1. Gender has no Effect on Customer Churn
2. Senior Citizens are more likely to Churn. In this case company can focuse more on younger group of customers.
3. DSL internet service customers tends continue with their services at company. It has mainly difference between Fiber Optic. By deeper analysis of DSL and Fiber Optic can be found reasons why. If customers do not use any Internet Service, Churn count is very low. In this case is the question if company should take a look on Internet offerings for customers?

Let's have a look at the effect of Tenure & Monthly Charges on customer churn.

# # Tenure & Monthly Charges Analysis <a id ="8"></a>

In [None]:
plt.figure(figsize = (10,8))

ax = sns.distplot(telco_churn['tenure'], color="y")
                  
    
    
plt.figure(figsize=(10,8))

sns.distplot(telco_churn['MonthlyCharges']);

Attributes like Tenure and Monthly Charges have Effect on Customer Churn:

* There are people staying with this company for about 70 years.
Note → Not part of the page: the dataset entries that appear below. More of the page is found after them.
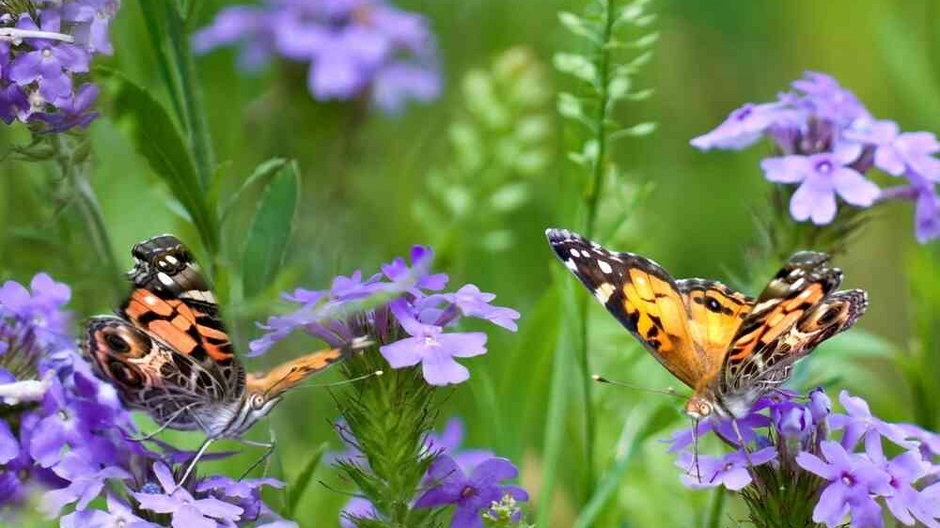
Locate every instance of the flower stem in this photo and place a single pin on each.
(74, 168)
(592, 202)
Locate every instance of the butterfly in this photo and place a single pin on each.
(168, 354)
(730, 349)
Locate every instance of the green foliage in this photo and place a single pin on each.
(500, 145)
(388, 418)
(271, 228)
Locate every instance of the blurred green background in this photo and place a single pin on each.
(368, 181)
But Customers who have registered services with company between 1 - 8 years, are likely to leave company and terminate Services.

* Most of the customer has low monthly charge.

# # Contract, PhoneService & Paperless Billing Analysis <a id ="9"></a>

In [None]:
plt.figure(figsize=(8,4))
ax = sns.countplot(x= 'Contract', hue='Churn', data=telco_churn, palette="Set3")
ax.set_title(f'Contract')


plt.figure(figsize=(8,4))
ax = sns.countplot(x= 'PhoneService', hue='Churn', data=telco_churn, palette="Set3")
ax.set_title(f'PhoneService')
plt.xlabel('PhoneService(0: No, 1: Yes)')

plt.figure(figsize=(8,4))
ax = sns.countplot(x= 'PaperlessBilling', hue='Churn', data=telco_churn, palette="Set3")
ax.set_title(f'PaperlessBilling')
plt.xlabel('PaperlessBilling(0: No, 1: Yes)')

I see the Contract part as a very nice Attribute. We can say that customers, who have registered "Month-to-Month" contract are more likely to leave comparing to customers who have contracts from 1 year longer. As a suggestion to company is to focus on short-term contract migrating into long-term with better offerings. 

# Data Preprocessing <a id ="10"></a>

We used data visualization to show us attributes which are affecting Customer churn. Now, let's preprocess data and make it ready for modeling.
Data visualization gave us idea about the features which are affecting the customer churn. Now let's clean and precess the data to make it ready for modeling.


### Feature Selection <a id ="11"></a>

Not all given attributes in dataset will help us to predict Customer churn. In this assignment, we do not need "Customer ID". It won't add any added value to accuracy of models.
I will remove "Customer ID" collumns from this dataset, create new pandas dataframe and increase the number by 1. 




In [None]:
telco_churn_1 = telco_churn.drop('customerID', axis = 'columns')
telco_churn_1.shape # Print the shape of new dataframe

Dataset contains  now 7043 training examples and 20 features. Let's review the data types of the features.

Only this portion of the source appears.